1. Gage-espèces : une somme d'argent cédée en garantie

2. Ce qui distingue le gage-espèces des autres sûretés

3. Le formalisme exigé : écrit et mentions obligatoires

4. Transfert de propriété et sort des fonds cédés

5. Réalisation de la garantie en cas de défaillance

6. Points de vigilance pour les entreprises

FAQ

Pour aller plus loin

Un partenaire commercial exige une somme bloquée avant de signer. Cette garantie gage-espèces paraît simple : l'argent est remis, puis rendu si tout se passe bien. Le mécanisme est autre. Depuis le 1er janvier 2022, le code civil l'encadre et prévoit que la somme change de propriétaire.

1. Gage-espèces : une somme d'argent cédée en garantie

Le gage-espèces désigne la remise d'une somme d'argent pour garantir une obligation. Le code civil emploie un autre nom : cession de somme d'argent à titre de garantie, aux articles 2374 à 2374-6. Ces textes sont issus de l'ordonnance du 15 septembre 2021 portant réforme du droit des sûretés, entrée en vigueur le 1er janvier 2022. Avant elle, la pratique existait sans support textuel propre, ce qui entretenait une incertitude sur sa qualification et son régime.

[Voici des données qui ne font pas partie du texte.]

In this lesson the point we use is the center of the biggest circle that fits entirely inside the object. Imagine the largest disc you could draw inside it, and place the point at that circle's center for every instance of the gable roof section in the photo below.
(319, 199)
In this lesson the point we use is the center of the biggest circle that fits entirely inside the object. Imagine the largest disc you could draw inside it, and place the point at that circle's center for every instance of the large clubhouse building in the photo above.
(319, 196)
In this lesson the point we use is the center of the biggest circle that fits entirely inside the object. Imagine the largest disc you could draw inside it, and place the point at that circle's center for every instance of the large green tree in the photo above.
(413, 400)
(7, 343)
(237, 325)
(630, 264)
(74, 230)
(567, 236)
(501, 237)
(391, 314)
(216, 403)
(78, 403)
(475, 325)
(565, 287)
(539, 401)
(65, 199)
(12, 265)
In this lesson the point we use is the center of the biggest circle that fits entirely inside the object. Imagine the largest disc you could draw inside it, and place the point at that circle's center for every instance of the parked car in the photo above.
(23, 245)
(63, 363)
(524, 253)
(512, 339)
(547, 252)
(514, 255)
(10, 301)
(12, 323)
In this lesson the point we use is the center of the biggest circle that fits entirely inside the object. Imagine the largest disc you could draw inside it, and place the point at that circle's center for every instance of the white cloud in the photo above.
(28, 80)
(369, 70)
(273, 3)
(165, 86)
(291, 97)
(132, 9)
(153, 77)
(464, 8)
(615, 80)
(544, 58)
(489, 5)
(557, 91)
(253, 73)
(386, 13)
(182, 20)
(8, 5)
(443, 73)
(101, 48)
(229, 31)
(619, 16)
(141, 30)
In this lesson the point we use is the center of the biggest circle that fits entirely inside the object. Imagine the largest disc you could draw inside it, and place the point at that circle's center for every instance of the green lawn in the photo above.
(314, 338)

Le cédant verse la somme, en général le débiteur. Le cessionnaire la reçoit, en général le créancier. La somme peut être libellée en euros ou dans une autre monnaie, et garantir une ou plusieurs créances, présentes ou futures.

Article du code civilCe qu'il prévoit
2374Cession en propriété d'une somme pour garantir des créances présentes ou futures
2374-1Écrit exigé à titre de validité
2374-2Opposabilité aux tiers par le transfert de la somme
2374-3Libre disposition du cessionnaire, sauf convention d'affectation
2374-4Sans libre disposition, fruits et intérêts augmentent l'assiette, sauf clause contraire
2374-5Imputation sur la créance en cas de défaillance
2374-6Restitution après paiement intégral

Une garantie en numéraire mal rédigée se révèle défaillante au moment où elle devait jouer.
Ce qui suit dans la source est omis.